Senate Moves Toward Approving Aid to Ukraine, Israel and Taiwan
On Tuesday, the Senate will aim for a key vote that will clear the way for final consideration of a $95 billion aid package for Ukraine, Israel and Taiwan, setting the stage for approval of the bill. and send it to President Biden for his signature.
The measure, which passed the House on Saturday, is expected to attract broad bipartisan support in a test vote scheduled for early afternoon. That would set up a vote on the final paragraph as early as Tuesday night. Mr. Biden called on lawmakers to quickly pass the bill so he could sign it into law.
“To our friends in Ukraine, our allies in NATO, our allies in Israel, and people around the world in need of aid: Rest assured. America will do it again,” Sen. Chuck Schumer, Democrat of New York and the majority leader, said in setting up the vote. He called the House's passage of this bill “a watershed moment for protecting democracy.”
The House on Saturday passed the package in four parts: one measure for each of three US allies and another aimed at sweetening a deal for conservatives that could lead to a ban TikTok nationwide. They sent the bill to the Senate as a single package and only needed an up-or-down vote to pass. Speaker Mike Johnson structured the legislation that way in the House to appeal to different coalitions of support without allowing opposition from any one element to defeat the whole thing.
Elements of law is nearly identical to a bill that passed the Senate with bipartisan support in February. It includes $61 billion for Ukraine; $26 billion for Israel and humanitarian aid to civilians in conflict zones, including Gaza; and 8 billion USD for the Indo-Pacific region. The House added provisions to direct the president to ask the Ukrainian government to repay $10 billion in economic assistance, a concept supported by former President Donald J. Trump, who pushed for all aid to Kyiv are all in the form of a loan. It would also allow the president to forgive those loans starting in 2026.
Some hard-line Republicans who oppose continuing to send aid to Ukraine are expected to oppose the legislation, as are some liberal Democrats who have said they sending more offensive weapons to Israel at a time when the government's campaign has killed dozens of people cannot be approved. of thousands of people in Gaza and created a famine crisis.
But the vast majority of senators are expected to support the legislation, and Senate leaders see the bill's impending passage as a special victory, in the face of longstanding opposition Months of talk about aid to Ukraine has built up in the House of Commons.
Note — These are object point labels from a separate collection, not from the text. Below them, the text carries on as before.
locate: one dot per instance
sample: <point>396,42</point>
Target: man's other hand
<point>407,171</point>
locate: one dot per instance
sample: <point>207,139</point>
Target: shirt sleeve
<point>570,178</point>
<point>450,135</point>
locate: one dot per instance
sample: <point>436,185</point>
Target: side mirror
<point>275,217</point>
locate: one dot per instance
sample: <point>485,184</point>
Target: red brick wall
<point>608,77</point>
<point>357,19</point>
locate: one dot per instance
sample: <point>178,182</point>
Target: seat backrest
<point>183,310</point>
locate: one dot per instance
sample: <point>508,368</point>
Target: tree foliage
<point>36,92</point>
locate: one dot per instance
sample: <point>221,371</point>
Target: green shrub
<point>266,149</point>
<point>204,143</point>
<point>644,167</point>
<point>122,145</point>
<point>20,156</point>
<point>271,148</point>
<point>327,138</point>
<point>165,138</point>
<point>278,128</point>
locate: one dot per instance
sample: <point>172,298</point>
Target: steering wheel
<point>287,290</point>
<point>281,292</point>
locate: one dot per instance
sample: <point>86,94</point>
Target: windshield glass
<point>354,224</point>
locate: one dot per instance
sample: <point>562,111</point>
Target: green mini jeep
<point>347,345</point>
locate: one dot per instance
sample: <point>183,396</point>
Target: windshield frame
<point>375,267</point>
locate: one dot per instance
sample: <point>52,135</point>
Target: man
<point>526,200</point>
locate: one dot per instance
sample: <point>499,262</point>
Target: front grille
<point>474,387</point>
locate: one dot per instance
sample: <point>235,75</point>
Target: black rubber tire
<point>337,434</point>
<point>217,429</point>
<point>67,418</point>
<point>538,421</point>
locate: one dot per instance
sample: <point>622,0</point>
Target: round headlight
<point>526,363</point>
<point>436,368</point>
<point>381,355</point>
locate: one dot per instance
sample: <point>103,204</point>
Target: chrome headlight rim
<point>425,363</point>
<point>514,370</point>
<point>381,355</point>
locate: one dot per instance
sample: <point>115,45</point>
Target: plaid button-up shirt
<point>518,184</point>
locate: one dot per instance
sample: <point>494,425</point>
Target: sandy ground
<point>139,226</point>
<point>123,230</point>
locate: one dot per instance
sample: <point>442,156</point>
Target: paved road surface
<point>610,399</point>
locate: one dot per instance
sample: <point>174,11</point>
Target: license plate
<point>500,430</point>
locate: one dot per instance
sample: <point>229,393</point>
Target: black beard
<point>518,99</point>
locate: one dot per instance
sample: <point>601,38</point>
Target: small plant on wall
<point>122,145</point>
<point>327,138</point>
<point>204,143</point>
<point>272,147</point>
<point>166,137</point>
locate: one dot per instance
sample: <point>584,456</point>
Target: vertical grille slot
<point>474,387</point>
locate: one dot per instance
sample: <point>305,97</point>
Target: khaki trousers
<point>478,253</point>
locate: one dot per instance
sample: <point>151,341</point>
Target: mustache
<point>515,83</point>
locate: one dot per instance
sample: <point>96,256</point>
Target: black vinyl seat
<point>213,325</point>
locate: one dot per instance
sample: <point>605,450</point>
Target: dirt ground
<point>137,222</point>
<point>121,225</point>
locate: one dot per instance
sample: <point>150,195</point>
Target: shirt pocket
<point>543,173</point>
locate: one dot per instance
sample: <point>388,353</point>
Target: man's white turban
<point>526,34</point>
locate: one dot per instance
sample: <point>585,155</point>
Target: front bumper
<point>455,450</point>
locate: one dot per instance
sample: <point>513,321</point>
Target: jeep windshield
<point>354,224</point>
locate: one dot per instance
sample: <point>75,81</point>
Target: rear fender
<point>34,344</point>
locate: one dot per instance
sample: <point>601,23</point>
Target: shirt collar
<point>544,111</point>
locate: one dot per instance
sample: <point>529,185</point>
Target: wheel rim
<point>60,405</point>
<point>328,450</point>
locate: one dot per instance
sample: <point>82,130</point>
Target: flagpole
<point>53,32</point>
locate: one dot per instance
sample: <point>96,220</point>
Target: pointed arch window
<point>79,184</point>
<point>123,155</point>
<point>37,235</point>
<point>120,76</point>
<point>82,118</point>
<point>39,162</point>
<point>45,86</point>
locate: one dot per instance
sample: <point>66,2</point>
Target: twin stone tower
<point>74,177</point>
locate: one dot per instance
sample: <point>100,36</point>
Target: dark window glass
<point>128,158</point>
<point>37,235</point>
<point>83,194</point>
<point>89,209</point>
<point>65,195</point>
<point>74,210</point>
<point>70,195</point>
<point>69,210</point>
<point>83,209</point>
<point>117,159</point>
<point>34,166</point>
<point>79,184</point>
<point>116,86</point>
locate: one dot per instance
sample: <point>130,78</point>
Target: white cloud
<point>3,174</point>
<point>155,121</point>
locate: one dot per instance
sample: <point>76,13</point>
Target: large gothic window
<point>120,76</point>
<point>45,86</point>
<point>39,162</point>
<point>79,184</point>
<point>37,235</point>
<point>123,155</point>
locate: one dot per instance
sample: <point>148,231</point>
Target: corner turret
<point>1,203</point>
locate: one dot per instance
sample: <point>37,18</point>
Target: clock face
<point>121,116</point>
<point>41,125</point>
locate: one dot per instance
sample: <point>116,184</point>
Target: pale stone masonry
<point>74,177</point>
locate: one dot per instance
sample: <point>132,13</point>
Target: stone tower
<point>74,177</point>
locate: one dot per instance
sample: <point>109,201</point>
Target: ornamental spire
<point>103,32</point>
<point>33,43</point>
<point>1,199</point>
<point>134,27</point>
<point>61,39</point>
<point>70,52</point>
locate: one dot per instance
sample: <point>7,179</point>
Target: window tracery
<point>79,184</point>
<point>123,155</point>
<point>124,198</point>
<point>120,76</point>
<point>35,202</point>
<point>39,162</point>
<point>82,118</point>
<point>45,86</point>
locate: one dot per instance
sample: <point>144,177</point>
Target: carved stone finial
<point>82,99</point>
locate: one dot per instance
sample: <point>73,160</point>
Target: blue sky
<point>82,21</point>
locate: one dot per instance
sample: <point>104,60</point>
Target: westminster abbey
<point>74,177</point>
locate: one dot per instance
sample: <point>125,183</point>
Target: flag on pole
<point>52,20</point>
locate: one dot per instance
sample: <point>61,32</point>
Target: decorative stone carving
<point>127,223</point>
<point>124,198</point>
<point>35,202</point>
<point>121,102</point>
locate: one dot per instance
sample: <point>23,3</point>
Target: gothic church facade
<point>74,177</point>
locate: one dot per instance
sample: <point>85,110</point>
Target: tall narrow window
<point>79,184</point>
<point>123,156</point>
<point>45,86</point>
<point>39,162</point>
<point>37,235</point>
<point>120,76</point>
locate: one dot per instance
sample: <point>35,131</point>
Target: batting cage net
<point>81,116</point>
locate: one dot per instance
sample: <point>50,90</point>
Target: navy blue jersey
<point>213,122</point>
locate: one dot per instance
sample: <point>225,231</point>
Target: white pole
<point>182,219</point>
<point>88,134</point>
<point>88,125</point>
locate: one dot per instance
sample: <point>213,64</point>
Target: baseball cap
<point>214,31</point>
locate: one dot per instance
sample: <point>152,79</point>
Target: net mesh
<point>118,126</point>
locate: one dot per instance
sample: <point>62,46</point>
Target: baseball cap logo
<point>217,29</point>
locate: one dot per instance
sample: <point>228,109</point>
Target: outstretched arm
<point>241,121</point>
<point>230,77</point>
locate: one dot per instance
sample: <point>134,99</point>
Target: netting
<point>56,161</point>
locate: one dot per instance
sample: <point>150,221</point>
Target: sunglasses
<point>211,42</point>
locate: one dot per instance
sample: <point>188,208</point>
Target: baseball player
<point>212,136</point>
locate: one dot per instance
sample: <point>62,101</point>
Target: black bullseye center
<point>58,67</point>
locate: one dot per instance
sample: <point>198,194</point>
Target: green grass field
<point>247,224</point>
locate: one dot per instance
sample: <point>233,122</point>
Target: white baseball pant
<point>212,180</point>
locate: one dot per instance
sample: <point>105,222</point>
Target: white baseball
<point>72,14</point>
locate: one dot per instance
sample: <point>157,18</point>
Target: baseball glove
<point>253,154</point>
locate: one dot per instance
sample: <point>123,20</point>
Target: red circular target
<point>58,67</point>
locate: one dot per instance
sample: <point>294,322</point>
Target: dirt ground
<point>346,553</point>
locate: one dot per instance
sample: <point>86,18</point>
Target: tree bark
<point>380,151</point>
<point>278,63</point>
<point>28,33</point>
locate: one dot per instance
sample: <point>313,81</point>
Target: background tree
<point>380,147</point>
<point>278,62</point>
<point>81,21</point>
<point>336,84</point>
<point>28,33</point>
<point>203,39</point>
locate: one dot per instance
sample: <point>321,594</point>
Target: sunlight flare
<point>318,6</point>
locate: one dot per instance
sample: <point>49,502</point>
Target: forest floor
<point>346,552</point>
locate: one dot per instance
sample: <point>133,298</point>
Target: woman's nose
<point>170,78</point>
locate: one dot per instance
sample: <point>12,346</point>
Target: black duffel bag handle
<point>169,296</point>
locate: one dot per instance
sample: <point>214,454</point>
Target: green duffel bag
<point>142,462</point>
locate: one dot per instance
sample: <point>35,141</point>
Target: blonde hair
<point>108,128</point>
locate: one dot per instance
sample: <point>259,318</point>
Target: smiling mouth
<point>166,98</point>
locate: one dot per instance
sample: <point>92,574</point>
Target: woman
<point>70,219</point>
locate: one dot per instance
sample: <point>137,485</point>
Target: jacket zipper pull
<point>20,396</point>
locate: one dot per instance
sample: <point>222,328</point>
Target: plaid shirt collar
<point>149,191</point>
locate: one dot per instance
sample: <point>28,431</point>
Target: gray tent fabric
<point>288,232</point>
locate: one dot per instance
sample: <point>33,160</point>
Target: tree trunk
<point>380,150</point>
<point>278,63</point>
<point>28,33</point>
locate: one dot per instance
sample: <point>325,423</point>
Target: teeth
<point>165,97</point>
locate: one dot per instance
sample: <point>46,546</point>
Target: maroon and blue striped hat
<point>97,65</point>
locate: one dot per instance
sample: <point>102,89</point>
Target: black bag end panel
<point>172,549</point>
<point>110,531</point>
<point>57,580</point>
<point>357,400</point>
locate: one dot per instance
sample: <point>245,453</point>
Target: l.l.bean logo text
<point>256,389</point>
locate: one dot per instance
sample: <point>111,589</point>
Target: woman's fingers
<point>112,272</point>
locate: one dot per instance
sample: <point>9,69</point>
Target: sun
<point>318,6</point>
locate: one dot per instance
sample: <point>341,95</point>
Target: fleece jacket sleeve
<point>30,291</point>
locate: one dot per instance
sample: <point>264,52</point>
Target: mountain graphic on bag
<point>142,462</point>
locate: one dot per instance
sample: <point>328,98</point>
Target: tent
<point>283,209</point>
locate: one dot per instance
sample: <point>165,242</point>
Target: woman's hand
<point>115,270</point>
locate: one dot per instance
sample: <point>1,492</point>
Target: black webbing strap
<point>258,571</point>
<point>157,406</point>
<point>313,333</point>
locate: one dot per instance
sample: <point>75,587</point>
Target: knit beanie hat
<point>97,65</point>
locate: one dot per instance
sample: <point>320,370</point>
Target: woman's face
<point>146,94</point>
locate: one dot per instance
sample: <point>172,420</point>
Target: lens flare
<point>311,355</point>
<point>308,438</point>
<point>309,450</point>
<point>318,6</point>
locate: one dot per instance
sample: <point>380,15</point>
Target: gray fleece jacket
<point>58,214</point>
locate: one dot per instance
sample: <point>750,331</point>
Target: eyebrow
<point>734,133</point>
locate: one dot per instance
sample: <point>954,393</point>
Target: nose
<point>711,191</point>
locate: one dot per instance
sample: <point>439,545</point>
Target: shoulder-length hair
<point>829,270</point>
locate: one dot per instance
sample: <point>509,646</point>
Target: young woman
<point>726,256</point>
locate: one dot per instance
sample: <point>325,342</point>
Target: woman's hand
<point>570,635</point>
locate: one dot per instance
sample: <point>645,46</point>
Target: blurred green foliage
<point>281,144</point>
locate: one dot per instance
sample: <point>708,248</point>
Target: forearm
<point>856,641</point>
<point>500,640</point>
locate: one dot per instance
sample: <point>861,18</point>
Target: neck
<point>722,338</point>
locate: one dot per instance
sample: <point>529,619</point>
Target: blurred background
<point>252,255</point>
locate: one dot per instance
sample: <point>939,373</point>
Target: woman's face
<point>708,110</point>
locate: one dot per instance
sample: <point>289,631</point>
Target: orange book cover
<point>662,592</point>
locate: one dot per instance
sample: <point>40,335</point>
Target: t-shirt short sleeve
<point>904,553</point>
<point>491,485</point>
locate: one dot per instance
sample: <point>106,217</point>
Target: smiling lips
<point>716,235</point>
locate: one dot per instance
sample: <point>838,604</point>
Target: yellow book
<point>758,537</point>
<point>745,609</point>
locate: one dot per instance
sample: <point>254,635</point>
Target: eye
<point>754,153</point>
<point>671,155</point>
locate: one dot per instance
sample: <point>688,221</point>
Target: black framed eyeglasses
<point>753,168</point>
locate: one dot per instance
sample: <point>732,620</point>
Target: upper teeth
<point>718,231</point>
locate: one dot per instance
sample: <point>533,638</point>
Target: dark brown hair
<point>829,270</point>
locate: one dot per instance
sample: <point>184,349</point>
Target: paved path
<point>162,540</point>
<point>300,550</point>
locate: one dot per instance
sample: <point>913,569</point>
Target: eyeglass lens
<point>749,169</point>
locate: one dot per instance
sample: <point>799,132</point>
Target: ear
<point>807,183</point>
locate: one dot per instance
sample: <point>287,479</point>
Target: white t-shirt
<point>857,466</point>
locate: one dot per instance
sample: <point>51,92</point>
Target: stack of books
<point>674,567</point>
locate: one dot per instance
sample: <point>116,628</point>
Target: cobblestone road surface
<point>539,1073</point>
For months, Mr. Johnson and right-wing Republicans in the House of Representatives have refused to consider aid to Ukraine unless Mr. Biden agreed to a series of strict measures to limit immigration on the US border with Mexico. . When Senate Democrats agreed earlier this year law combining aid with tougher border enforcement provisions, Mr. Trump denounced it and Republicans rejected it.
The Senate then passed $95 billion in emergency aid legislation to Ukraine, Israel and Taiwan without any immigration measures, increasing political pressure on the House to do the same . The message to Mr. Johnson from Mr. Schumer and Sen. Mitch McConnell, the Kentucky Republican and minority leader, was the same: Pass the Senate bill.